The trustee argues that because the payment to the bank was “set in motion” before bankruptcy, it was made “before Du-que’s bankruptcy filing on May 19, 1983.” As stated by the trustee:
“The most believable version of this interesting transaction is that Duque borrowed the $2,000,000 from City National Bank on April 29, 1983, using Mr. Londono as his ‘facilitator’. This much has been acknowledged by the Eleventh Circuit Court of Appeal [sic] in Nordberg v. Carolina Sanchez, et al., 813 F.2d 1177 (11th Cir.1987). Then, after receiving a loan from Arab Banking Corporation, Duque repaid the Defendant its $2,000,000 over the period May 10 — 20, 1983, again using Mr. Londono (among other entities as described above) as his ‘conduit’ for making the payment. The Trustee demonstrated at trial that City National Bank was a creditor of Duque, and that Duque made his $2,000,000 payment to the Defendant on account of an antecedent debt ...
“From the discussion above, it is clear that the payment ‘set in motion’ by Du-que to the Defendant on May 10, 1983 was a payment made within the ‘preference period’ before Duque’s bankruptcy filing on May 19, 1983.” Trustee’s post-trial letter memorandum of June 22, 1987. pp. 5-6.
The transfer date for the purposes of § 547 is specified in § 547(e)(2)(A) to be:
“the time such transfer takes effect between the transferor and the transferee.”
I reject the trustee’s contention that the transfer took effect when it was set in motion. The transfer took effect when the bank received the $2 million payment. See Askin Marine Co. v. Conner (In re Conner), 733 F.2d 1560, 1562 (11th Cir.1984); McClendon v. Cal-Wood Door (In re Wadsworth Bldg. Components, Inc.), 711 F.2d 122, 123 (9th Cir.1983); Nixon v. I.R.S. (Matter of Her Majesties Stout Shop, Inc.), 65 B.R. 145, 147 (Bankr.M.D.Fla.1986). The trustee’s case must fail for this reason.

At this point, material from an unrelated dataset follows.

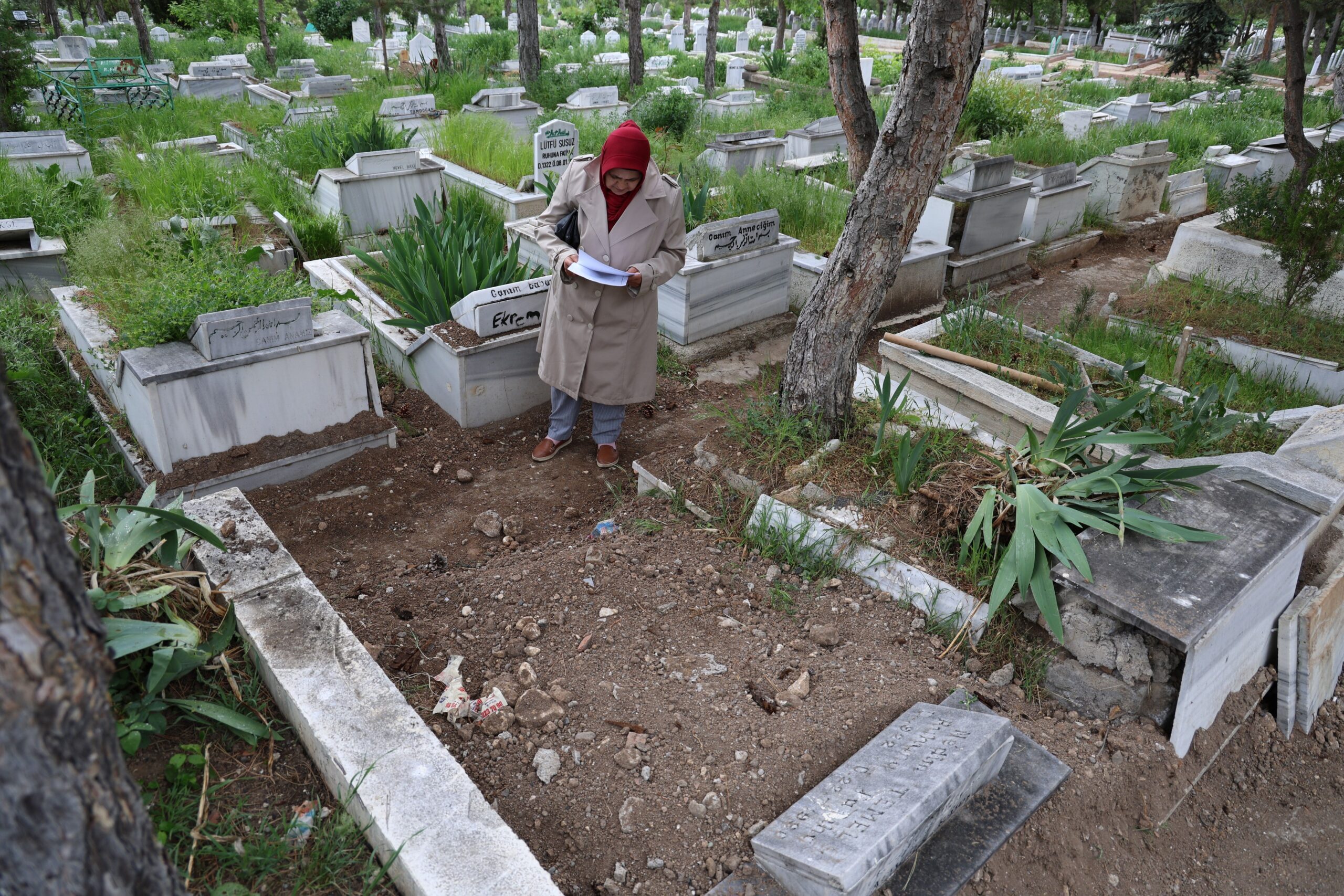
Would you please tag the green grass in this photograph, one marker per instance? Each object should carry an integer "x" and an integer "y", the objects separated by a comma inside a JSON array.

I am aware, of course, that § 549 permits a trustee to avoid post-petition transfers under specified circumstances. However, the trustee did not proceed alternatively under nor did he argue the applicability of that statutory section.2 He proceeded specifically and solely under §§ 547 and 550. The defendant bank did not argue or otherwise consider the applicability of § 549. I have not, therefore, pursued an issue raised by neither party, each of which is represented by experienced bankruptcy counsel. See Sylvan Beach, Inc. v. Koch, 140 F.2d 852, 861-62 (8th Cir.1944); C. Wright, A. Miller & M. Kane, Federal Practice and Procedure: Civil 2d § 2662 (1983). Presumably there was a good reason in this case to disregard § 549.
As is required by B.R. 9021(a), a separate judgment will be entered dismissing this complaint with prejudice. Costs may be taxed on motion.

. The parties have adopted a factual stipulation between another bankruptcy trustee and this defendant in that trustee’s unsuccessful effort to recover a part of this transfer for the estate of a related debtor. Nordberg v. Sanchez (In re Chase & Sanborn Corp.), Adv. No. 85-1041, (Bankr.S.D.Fla. Oct. 7, 1985). That decision was affirmed by the District Court and by the Court of Appeals, where the facts are also stated. In re Chase & Sanborn, 813 F.2d 1177 (11th Cir.1987).

. On July 7 after this decision had been prepared, but before its release, the trustee first referred to § 549 in a supplemental memorandum filed 16 days after the date counsel had accepted as a deadline for their post-trial memo-randa. I have not considered that argument.